The project adopts a modern full-stack data application architecture. The data flow starts from the NYC Open Data Platform, is stored in PostgreSQL, provides API services through the FastAPI backend, and finally displays an interactive dashboard via the React frontend. The prediction engine is based on the XGBoost model, supporting real-time estimation of complaint resolution time. The tech stack selection includes PostgreSQL (structured data storage), FastAPI (high-performance asynchronous API), React (responsive UI), Docker (containerized deployment), and XGBoost (structured data prediction), ensuring system maintainability, scalability, and development efficiency.

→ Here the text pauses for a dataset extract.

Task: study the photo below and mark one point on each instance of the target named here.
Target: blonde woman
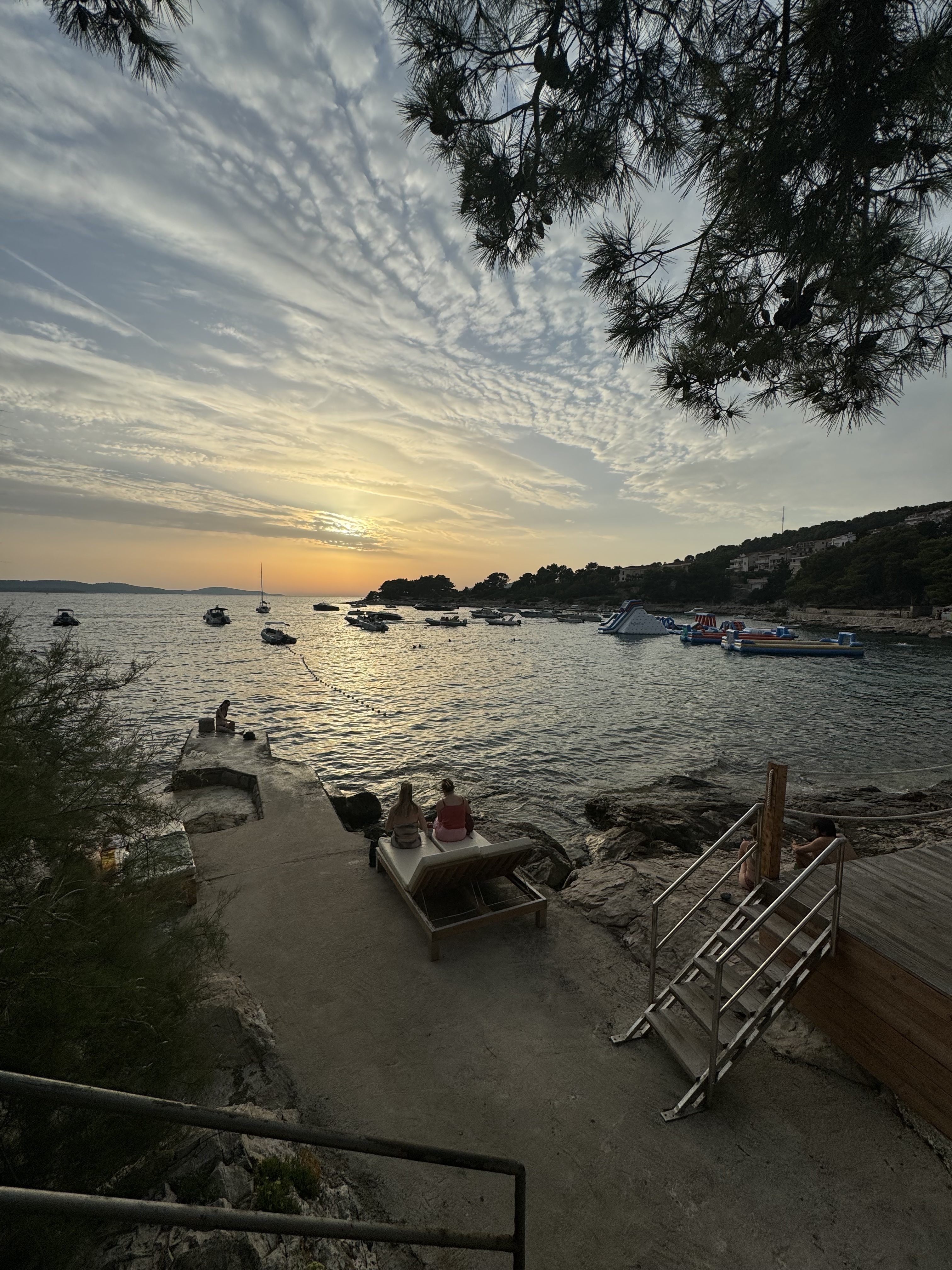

## Core Features and Interaction Design

The dashboard supports multiple functions: exploring the distribution of complaint activities, analyzing complaints by agency/borough, viewing historical complaint volume and resolution time trends, comparing model performance, and generating resolution time predictions for new complaints. The prediction function requires users to input information such as agency, complaint type, borough, day of the week, month, and hour, and returns the predicted resolution category and confidence level. For example, inputting a heating/hot water complaint from the Department of Housing Preservation and Development (HPD) in Brooklyn may result in a prediction of 3-7 days resolution with 64% confidence. This feature can help managers estimate workload, allocate staff, and set citizen expectations.

## Data Analysis and Visualization Results

The dashboard provides multiple analyses: resolution category distribution, complaint hotspots by borough, complaint volume statistics by agency, ranking of popular complaint types, and trends in monthly complaint volume and average resolution time. All data comes from real-time PostgreSQL queries without hardcoding. Sample data shows: the New York City Police Department (NYPD) handled 1650 complaints, the Department of Housing Preservation and Development (HPD) handled 1424; heating/hot water issues (759 cases) and residential noise (493 cases) are the most common complaint categories. These insights have direct guiding significance for resource allocation and policy formulation.

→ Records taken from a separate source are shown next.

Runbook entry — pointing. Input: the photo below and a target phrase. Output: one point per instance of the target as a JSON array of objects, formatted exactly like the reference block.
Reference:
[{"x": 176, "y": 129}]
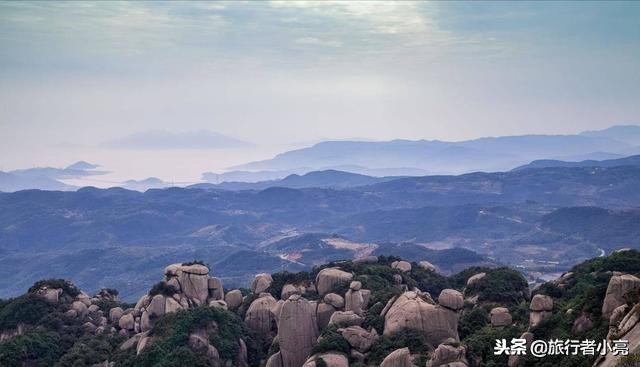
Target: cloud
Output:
[{"x": 164, "y": 140}]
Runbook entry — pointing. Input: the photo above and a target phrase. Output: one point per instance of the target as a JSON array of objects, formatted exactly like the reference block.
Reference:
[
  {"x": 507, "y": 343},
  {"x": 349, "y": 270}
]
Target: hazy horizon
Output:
[{"x": 79, "y": 79}]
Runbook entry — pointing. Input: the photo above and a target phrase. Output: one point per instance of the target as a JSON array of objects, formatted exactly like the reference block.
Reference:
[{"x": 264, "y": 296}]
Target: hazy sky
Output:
[{"x": 76, "y": 78}]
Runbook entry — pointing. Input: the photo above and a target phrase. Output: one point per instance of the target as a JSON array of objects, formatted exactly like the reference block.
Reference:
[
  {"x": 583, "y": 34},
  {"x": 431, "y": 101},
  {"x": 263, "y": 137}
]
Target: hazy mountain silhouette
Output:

## Machine Learning Models and Performance Evaluation

The project evaluated multiple prediction models: majority class baseline (44.3% accuracy), logistic regression (72.1%), standard XGBoost (72.9%), and optimized XGBoost (74.4%). The optimized XGBoost was selected as the deployment model due to its best performance. The target categories are divided into four time intervals: same-day resolution, 1-3 days, 3-7 days, and over 7 days. XGBoost performs excellently in structured data prediction and has the characteristics of strong interpretability and fast training speed, making it suitable for this scenario.

## API Design and Backend Implementation

The backend is built based on FastAPI, providing health check, analysis endpoints (category statistics, borough statistics, agency statistics, popular complaint queries, trend analysis), prediction endpoints, and metadata endpoints (list of complaint types). The API follows RESTful principles with clear endpoint naming and consistent return structures. FastAPI automatically generates Swagger documentation, supporting direct testing of all endpoints in the browser, reducing front-end and back-end collaboration costs and enabling third-party integration.

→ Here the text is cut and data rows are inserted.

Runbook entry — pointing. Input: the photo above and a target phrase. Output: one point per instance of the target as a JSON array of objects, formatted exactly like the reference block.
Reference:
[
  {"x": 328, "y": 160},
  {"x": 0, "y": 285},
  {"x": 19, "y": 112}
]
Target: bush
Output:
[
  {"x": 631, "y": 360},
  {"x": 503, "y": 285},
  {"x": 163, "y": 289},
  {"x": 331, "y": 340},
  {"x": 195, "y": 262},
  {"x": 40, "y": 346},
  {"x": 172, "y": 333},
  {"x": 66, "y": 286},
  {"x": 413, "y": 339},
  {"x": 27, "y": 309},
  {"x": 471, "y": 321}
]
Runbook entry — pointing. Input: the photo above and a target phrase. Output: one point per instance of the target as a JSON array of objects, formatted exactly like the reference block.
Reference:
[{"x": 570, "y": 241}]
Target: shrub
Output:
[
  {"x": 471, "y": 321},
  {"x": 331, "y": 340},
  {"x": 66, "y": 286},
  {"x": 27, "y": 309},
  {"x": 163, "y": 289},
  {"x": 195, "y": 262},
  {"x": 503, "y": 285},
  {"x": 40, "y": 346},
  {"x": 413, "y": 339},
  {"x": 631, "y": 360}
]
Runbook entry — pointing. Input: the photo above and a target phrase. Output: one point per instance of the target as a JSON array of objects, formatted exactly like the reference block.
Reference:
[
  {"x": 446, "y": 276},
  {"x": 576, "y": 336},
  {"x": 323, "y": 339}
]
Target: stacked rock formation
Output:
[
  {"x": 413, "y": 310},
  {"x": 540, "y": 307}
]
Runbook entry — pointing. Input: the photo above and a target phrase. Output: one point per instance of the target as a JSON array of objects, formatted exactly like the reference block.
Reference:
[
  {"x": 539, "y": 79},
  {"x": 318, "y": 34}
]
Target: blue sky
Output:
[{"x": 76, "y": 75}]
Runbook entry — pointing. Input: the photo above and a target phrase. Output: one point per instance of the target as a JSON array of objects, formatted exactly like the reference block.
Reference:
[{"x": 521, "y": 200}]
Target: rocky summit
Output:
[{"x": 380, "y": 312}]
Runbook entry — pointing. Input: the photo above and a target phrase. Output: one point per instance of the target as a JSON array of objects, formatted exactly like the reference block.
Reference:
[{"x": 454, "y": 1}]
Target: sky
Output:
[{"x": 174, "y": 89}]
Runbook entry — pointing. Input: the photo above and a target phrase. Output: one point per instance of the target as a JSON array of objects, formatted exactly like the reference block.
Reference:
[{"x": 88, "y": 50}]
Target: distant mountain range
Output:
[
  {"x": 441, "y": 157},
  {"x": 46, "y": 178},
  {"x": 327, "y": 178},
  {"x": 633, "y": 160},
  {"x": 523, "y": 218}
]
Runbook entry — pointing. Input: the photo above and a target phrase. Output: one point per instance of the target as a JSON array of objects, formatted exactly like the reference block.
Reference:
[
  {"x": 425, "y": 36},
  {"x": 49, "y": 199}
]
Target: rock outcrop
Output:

## Practical Significance and Expansion Thoughts

This project demonstrates how to push machine learning from experiments to production applications. It is a complete data product including data pipelines, storage layers, API services, user interfaces, and deployment configurations. For developers learning data engineering and machine learning, it is an excellent case to understand full-stack project architecture. Its practical value lies in providing data-driven decision support for urban service management, helping to plan resources, set service standards, and identify bottlenecks. Similar methods can be extended to other urban service areas, such as emergency response time prediction and public facility maintenance priority ranking.